Five Boston-esque Halloween Costumes I'd Like to See


Who doesn’t love Halloween? Wearing ridiculous, oftentimes oversize costumes and squeezing into bars and house parties with other equally enthusiastic ‘weeners has always appealed to my inner eight-year-old. Especially when the night involves run-ins with condiments, dinosaurs, superheroes, or celebrities — there’s nothing quite so outrageous as seeing mustard, a giant pterodactyl, Batman, and Snooki standing in a circle talking about last weekend’s Pats game. And because a witty Halloween getup is worth its weight in full-size Reese’s peanut butter cups, here are a few au courant costumes I’m hoping to see this year.

Harpoon
The beer, of course. This beer bottle costume plus a sharp, pointy object equals a tribute to one of Boston’s favorite craft brewers — and is the perfect way to start a conversation about how it’s high time that happy hour makes a comeback.

Whitey Bulger
Yeah, yeah, this one is obvious — but thanks to local costume shop iParty, finding the perfect orange jumpsuit is easy. But the real question is: Can you do a better job than Matt Damon?

Occupy Stuff
What are you currently occupying? Dewey Square? Wall Street? Your neighbor’s kegerator? A corn maze in Danvers? Whatever it is, own it. Love it. Then figure out how to make a costume out of it for the world to see.

Toothless Steven Tyler
The Aerosmith singer took a tumble in a hotel bathroom this week, an anecdote just begging for someone to take advantage of it.

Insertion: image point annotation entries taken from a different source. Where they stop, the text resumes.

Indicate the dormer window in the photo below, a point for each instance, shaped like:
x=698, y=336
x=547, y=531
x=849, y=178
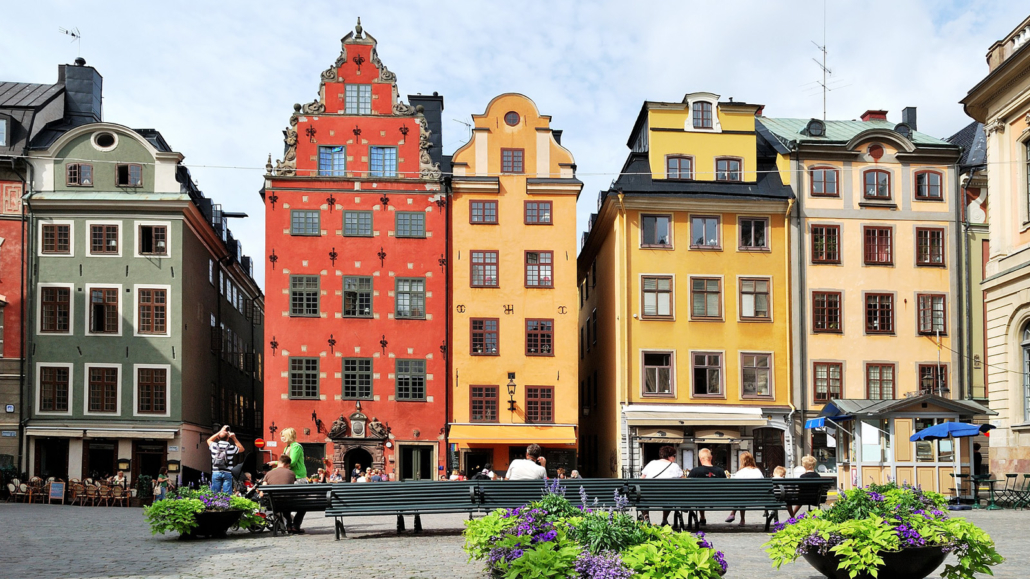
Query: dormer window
x=702, y=114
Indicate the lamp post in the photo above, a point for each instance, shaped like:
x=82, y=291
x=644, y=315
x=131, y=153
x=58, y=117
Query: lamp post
x=511, y=392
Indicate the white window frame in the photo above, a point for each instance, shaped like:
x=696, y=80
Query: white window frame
x=39, y=309
x=168, y=310
x=168, y=239
x=89, y=308
x=86, y=389
x=71, y=387
x=71, y=237
x=89, y=240
x=135, y=389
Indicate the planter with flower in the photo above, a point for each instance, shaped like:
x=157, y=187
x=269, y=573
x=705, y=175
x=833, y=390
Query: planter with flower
x=554, y=538
x=885, y=532
x=201, y=512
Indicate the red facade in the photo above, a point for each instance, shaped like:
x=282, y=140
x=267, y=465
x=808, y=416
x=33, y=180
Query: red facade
x=355, y=282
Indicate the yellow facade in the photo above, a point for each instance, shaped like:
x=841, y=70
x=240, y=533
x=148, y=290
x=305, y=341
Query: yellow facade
x=682, y=364
x=513, y=168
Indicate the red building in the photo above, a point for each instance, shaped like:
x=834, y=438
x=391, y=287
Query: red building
x=356, y=297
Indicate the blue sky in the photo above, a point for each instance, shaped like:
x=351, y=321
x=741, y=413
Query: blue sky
x=219, y=79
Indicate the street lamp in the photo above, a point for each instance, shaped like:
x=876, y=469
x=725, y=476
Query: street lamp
x=511, y=392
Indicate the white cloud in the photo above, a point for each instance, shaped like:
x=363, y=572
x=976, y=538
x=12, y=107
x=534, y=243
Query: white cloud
x=219, y=79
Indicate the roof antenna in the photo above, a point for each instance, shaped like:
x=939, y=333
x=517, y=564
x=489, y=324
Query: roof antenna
x=76, y=36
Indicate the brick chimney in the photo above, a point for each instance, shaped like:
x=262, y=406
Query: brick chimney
x=873, y=115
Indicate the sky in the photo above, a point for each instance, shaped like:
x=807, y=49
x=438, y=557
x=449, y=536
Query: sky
x=218, y=79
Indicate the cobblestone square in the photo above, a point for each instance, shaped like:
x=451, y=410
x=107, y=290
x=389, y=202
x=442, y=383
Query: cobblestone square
x=60, y=542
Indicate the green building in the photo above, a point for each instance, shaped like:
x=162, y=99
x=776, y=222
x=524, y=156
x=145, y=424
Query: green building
x=144, y=324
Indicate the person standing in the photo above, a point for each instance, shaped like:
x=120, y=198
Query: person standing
x=530, y=468
x=706, y=470
x=224, y=446
x=663, y=467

All you need are some retina-scalding tight pants, some clip-in hair feathers, and some black paint for your two front chompers. Wait, what? He already got new tooth implants? Whatever.

Mislabeled Fish
You could opt for the fisherman getup or dress up your little schmoo as a fish, but either way, make sure you create a wildly misleading label for it. If you’re lucky, you just might cause a violent allergic reaction in one of your fellow partygoers. How’s that for a trick?